/Accounts_Payable_Invoice_to_receipt_mismatch_prediction

#Unbalanced_Classification #Random_Forest #XGBoost This study investigates the likelihood of a mismatch in receipt and invoice matching processes for accounts payables team of an American Fortune 100 company.

Primary LanguageJupyter Notebook

INTRODUCTION

This study investigates the likelihood of a mismatch in receipt and invoice matching processes for payables, called "receipt grief". An American Fortune 100 company, which is also the world's largest construction equipment manufacturer, was used as the subject of the study. Our study demonstrates how receipt grief costs can be reduced without manual intervention by developing a supervised learning model that predicts the likelihood of this event. The likelihood prediction is based on invoice attributes such as supplier code, freight transportation mode, location of receiving facility, freight weight and freight charge. If the likelihood of receipt grief is sufficiently large, an invoice can be returned to the receiving facility for review and resolution of the receipt grief before it enters the payables application. This path requires lower overall efforts and less time while reducing charges associated with manual review by freight analysts. We explore several categorical variable imputation methods like Multivariate Imputation by Chained Equations (MICE), nearest neighbor and mode imputation to reduce information loss. We implemented and compared the performance of four supervised learning algorithms namely, logistic regression, decision tree, random forest, and XG Boost using scikit-learn package in python.

DATA

Invoice data was provided by the manufacturing company over a two-year time-frame. Operational parameters such as grief code status, invoice codes, entry dates, bill line types were provided. The data consisted of 7 million rows of mainly categorical variables (Only 2 out of 20 columns were numerical). Here, the "GRIEF_CODE" is our dependent (y) variable and the remaining variables are the independent (x) variables.

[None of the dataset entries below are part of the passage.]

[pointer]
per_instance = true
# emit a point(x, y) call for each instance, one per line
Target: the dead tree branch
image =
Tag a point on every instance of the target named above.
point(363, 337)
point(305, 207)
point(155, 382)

Given below in Table 1 is a comprehensive explanation of the individual variables:

The data analysis and modeling procedures used in the study is illustrated in Figure 1. The key steps involved for data analysis and modeling include: Data preparation involving Data Cleaning, Feature Engineering and Data Pre-processing, Data Modelling and Model Evaluation.

EXPLORATORY DATA ANALYSIS

We investigated the characteristics of variables contained within the data set, including their data types, range of valid values, their distributions, and missing data values. Results of data exploration were used to develop strategies for modeling. The following are some of the important features we explored:

  1. The time series plots in figure 2, grief (grief varying with ship date and entry date) showed no significant seasonality, cycles or trends. One of the significant models that we considered applying was the time series model. However, because there were no interesting patterns observed, we did not analyze the data using this model.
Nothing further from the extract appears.